No solo modelaron. También demostraron sus dotes como bailarinas. Siempre bajo la atenta mirada de su profesora, Marián Alonso, que recibió un homenaje que no esperaba. Sus compañeras de la Casa de la Vida le dedicaron un emotivo reconocimiento para hacerle saber que no está sola y que le agradecen todas las horas de esfuerzo al frente de Amanecer, el grupo de baile de la Casa de la Vida. Un secreto que lograron mantener hasta el término del desfile. Marián superó un cáncer de mama hace varios años, pero la vida no se lo ha puesto fácil.

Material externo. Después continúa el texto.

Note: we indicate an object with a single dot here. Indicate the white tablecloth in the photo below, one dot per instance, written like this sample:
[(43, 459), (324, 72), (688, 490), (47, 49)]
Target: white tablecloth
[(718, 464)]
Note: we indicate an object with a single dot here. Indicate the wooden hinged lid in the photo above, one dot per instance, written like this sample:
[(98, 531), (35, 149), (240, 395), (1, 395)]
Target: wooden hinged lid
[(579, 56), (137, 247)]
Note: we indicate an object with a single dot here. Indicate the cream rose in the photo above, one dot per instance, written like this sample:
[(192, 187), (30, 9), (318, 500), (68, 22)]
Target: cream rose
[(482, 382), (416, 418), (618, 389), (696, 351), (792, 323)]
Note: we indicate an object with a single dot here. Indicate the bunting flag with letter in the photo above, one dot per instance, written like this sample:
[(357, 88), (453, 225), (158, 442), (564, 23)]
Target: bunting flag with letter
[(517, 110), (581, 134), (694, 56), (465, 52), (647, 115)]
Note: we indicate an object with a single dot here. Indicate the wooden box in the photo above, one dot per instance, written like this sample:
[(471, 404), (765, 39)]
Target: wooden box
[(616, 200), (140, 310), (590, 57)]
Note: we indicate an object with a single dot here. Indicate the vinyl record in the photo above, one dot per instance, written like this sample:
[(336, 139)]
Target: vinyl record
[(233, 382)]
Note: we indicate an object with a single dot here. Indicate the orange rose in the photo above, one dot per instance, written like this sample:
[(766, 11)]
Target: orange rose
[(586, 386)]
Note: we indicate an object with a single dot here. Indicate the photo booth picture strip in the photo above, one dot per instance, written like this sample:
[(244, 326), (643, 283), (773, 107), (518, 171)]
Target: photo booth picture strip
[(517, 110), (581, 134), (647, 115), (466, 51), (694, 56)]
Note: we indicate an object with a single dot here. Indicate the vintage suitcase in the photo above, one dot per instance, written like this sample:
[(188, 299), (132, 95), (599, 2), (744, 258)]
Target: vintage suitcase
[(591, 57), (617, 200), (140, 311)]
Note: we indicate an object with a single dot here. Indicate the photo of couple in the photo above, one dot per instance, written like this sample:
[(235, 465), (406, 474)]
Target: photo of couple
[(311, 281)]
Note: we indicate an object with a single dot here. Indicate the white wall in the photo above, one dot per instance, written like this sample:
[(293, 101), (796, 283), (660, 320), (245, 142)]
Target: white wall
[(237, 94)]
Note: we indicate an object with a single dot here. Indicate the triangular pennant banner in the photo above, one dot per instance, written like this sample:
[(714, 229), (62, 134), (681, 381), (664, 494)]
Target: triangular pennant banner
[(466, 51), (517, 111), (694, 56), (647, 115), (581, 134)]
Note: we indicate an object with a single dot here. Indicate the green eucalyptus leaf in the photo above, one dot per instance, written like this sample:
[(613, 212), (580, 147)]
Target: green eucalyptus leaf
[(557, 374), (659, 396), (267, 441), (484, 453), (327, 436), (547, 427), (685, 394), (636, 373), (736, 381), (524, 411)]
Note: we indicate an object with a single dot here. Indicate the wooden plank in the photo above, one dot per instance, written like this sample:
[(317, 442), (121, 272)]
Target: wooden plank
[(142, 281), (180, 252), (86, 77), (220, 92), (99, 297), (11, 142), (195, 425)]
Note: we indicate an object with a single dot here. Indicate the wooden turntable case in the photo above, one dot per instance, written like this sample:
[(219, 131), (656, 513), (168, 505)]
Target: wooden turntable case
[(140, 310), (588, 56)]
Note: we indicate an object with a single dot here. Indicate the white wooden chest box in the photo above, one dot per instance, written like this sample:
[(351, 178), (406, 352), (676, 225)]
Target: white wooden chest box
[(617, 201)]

Por suerte, sus inseparables amigas están a su lado. La emoción estuvo a flor de piel desde el principio y hasta el final del evento. Amigos y familiares arroparon a las improvisadas artistas en la fiesta organizada. El dinero recaudado con la venta de entradas -cada ticket costaba cinco euros- se destinará a costear las actividades de la Casa de la Vida, entidad que no recibe subvención alguna, como recordó su presidenta, Carmen de Gaínza, que agradeció la colaboración prestada para la organización del desfile.

Oferta de actividades

Cerca de 200 empresas respaldaron esta iniciativa, según la portavoz. Por ejemplo, con la donación de regalos para la rifa que tuvo lugar. La Casa de la Vida es un refugio para las mujeres afectadas por el tumor mamario. Las propias integrantes se apoyan mutuamente para superar esta enfermedad. Con la energía renovada que da salir de este trance, estas mujeres llevan a cabo un amplio elenco de actividades. Talleres de 'coaching' y clases de yoga, baile e inglés son algunas de las opciones que encuentran en la Casa de la Vida. Dado que la entidad carece de ayudas públicas, las participantes elaboran manualidades que ponen a la venta para sufragar sus tareas y aficiones. De hecho, los broches en forma de libélula que confeccionan se han convertido en un símbolo de la Casa de la Vida, que tiene su sede en el número 32 de la calle Covadonga. Un hogar que está abierto a todas las mujeres que son diagnosticadas de un cáncer de mama.

El desfile contó con la asistencia de concejales y también de responsables de la Unidad de Investigación del Hospital de Jove, que centra sus trabajos en este tipo de tumor.